Penolakan ini tidak hanya datang dari kelompok oposisi, tetapi juga merambah ke basis massa pendukung pemerintah.
Direktur Sigi, LSI Denny JA, Ardian Sopa, mengungkapkan bahwa mayoritas pemilih Prabowo Subianto pada Pilpres 2024 lalu justru menolak wacana tersebut dengan angka mencapai 67,1%.
Hal senada terlihat pada pemilih Ganjar Pranowo yang menolak sebesar 77,5% dan pemilih Anies Baswedan sebesar 60,9%.
"Ini berarti: dukungan elektoral tidak otomatis berbanding lurus dengan persetujuan atas perubahan sistem demokrasi," kata Ardian Sopa dalam konferensi pers di kantor LSI Denny JA.
Ardian menjelaskan, bahwa angka penolakan ini melampaui ambang psikologis 60%, yang dalam ilmu opini publik menandai adanya penolakan sistemik dari masyarakat, bukan sekadar fluktuasi sesaat. Penolakan ini pun merata di hampir seluruh lapisan masyarakat dan konstituen partai politik besar dengan kisaran angka 56% hingga 95%.
LSI Denny JA memetakan tiga lapisan psikologis-politik utama yang memicu konsistensi penolakan tersebut.
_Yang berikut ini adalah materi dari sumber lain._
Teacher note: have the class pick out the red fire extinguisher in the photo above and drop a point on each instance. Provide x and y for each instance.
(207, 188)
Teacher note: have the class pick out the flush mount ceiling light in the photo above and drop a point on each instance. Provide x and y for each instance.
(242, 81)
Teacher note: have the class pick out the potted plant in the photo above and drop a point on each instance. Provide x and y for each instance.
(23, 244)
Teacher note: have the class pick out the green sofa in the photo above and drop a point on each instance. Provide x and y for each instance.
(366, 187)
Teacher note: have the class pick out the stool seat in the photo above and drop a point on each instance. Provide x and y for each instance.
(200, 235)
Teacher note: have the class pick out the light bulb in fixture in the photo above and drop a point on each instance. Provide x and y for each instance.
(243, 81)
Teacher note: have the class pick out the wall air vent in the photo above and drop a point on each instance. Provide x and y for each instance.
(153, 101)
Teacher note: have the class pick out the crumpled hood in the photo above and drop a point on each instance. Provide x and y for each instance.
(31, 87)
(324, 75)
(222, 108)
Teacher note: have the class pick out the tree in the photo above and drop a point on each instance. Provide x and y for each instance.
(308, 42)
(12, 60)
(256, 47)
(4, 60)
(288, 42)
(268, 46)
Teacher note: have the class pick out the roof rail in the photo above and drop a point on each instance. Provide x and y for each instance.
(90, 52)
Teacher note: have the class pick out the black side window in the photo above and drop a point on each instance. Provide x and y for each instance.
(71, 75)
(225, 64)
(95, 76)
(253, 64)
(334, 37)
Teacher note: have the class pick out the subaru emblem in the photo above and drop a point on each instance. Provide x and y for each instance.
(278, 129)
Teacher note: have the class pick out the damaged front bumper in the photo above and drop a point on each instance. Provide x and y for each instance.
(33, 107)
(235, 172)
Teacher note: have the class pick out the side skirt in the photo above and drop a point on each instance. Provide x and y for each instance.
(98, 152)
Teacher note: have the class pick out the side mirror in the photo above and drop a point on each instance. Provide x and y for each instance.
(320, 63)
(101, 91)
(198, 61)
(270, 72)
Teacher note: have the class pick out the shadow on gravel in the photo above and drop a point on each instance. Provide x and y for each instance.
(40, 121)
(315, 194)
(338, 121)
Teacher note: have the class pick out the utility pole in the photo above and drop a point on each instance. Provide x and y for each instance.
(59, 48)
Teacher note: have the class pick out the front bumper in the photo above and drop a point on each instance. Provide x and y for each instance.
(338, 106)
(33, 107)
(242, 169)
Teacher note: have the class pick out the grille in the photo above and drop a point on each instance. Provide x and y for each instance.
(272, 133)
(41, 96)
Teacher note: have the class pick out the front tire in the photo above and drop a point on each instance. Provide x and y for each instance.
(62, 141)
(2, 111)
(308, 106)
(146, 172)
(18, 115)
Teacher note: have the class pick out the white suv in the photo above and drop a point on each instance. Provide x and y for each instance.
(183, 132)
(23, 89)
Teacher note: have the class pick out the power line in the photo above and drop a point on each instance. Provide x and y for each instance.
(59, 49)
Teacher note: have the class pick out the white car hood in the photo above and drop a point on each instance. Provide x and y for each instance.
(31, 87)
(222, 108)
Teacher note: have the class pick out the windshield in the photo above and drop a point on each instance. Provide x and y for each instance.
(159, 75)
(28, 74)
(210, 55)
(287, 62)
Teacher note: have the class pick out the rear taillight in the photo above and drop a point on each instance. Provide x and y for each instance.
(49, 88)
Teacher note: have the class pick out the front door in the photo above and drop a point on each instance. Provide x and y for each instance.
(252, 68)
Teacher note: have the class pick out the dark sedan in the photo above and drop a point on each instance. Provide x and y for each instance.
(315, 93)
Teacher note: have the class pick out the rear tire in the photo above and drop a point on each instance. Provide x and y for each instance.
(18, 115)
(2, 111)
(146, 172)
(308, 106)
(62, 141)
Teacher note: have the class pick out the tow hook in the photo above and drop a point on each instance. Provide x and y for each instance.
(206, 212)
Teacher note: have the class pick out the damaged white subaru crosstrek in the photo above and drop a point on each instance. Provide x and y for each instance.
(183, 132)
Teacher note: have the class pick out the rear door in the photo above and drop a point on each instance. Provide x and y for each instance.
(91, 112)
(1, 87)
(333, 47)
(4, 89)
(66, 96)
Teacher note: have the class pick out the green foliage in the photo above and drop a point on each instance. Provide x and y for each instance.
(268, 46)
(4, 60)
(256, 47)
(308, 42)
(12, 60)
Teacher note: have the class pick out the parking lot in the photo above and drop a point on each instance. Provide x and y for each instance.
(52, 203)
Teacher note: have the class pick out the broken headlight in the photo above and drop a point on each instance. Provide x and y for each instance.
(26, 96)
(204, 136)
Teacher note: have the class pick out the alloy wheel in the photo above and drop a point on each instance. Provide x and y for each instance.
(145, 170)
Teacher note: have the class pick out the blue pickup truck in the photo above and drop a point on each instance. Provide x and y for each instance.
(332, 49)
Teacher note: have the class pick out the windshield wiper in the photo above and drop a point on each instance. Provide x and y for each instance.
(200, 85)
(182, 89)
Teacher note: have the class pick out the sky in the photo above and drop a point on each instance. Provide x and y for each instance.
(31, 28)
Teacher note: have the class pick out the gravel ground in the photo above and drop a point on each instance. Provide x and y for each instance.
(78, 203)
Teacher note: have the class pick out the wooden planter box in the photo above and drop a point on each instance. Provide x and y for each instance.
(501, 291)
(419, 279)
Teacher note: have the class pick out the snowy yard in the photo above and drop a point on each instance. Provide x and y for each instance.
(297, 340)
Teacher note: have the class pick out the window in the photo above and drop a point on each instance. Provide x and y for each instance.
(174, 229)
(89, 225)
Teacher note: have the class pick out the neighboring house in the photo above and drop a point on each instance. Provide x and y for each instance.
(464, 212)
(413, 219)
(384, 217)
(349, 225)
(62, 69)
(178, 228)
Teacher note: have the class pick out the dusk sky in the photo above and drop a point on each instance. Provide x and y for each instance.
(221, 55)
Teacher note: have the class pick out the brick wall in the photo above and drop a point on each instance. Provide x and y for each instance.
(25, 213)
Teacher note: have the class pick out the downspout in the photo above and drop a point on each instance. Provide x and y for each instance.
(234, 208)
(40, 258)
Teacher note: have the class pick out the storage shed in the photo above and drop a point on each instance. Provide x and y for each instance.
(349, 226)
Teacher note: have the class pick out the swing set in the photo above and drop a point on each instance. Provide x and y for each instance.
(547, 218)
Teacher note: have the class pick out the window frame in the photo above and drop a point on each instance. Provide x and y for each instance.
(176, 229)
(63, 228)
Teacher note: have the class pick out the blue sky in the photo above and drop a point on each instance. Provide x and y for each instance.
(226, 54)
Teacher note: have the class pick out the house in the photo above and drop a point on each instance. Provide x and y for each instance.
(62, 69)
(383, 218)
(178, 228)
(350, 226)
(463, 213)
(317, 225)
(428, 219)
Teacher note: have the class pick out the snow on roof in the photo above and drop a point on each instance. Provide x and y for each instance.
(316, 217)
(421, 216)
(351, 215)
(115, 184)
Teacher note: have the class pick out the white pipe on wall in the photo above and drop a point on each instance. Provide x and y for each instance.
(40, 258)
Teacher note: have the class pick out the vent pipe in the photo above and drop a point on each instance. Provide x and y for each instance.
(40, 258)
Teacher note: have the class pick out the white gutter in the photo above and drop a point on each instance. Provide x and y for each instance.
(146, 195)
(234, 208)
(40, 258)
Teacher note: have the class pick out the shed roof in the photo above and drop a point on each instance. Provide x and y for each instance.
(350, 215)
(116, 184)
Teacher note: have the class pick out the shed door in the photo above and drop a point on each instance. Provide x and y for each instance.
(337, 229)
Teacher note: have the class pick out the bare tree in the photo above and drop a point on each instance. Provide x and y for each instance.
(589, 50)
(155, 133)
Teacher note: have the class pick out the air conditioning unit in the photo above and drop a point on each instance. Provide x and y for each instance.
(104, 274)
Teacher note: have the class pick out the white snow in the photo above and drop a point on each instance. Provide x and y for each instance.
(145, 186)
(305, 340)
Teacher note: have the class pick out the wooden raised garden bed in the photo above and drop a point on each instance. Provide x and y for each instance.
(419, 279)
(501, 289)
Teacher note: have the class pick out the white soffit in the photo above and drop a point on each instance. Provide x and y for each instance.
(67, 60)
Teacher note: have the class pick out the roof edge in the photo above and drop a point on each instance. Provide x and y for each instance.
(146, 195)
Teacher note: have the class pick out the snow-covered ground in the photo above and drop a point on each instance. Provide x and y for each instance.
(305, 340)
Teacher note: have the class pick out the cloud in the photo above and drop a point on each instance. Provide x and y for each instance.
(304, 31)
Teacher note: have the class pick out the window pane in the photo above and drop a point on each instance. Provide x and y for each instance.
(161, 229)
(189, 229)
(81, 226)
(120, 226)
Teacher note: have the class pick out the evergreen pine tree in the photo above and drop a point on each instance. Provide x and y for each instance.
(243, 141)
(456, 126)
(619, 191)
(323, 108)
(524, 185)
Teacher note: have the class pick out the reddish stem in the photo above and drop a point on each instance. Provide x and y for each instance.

Pertama adalah memori demokrasi selama 20 tahun terakhir. Sejak tahun 2005, masyarakat Indonesia telah terbiasa dengan sistem pemilihan langsung yang kini telah menjadi standar baku dalam benak publik.
"Sistem ini telah menjadi default setting demokrasi lokal," kata Ardian menjelaskan mengapa masyarakat merasa asing dengan wacana pemilihan melalui DPRD.
Faktor kedua adalah rendahnya tingkat kepercayaan publik terhadap institusi partai politik dan DPRD. Data survei menunjukkan hanya 53,3% publik yang percaya partai politik memperjuangkan kepentingan rakyat, sedangkan 39,3% menyatakan tidak percaya.
Kondisi ini membuat publik memandang pengalihan mekanisme Pilkada sebagai upaya pemindahan kekuasaan dari tangan rakyat ke institusi yang memiliki tingkat kepercayaan rendah.
Poin ketiga yang paling krusial adalah adanya sense of control atau rasa memiliki dari rakyat terhadap pemimpinnya. Sebanyak 82,2% kelompok yang menolak beralasan bahwa Pilkada melalui DPRD akan merampas hak konstitusional mereka dalam menentukan pemimpin di daerahnya sendiri. (rls/via)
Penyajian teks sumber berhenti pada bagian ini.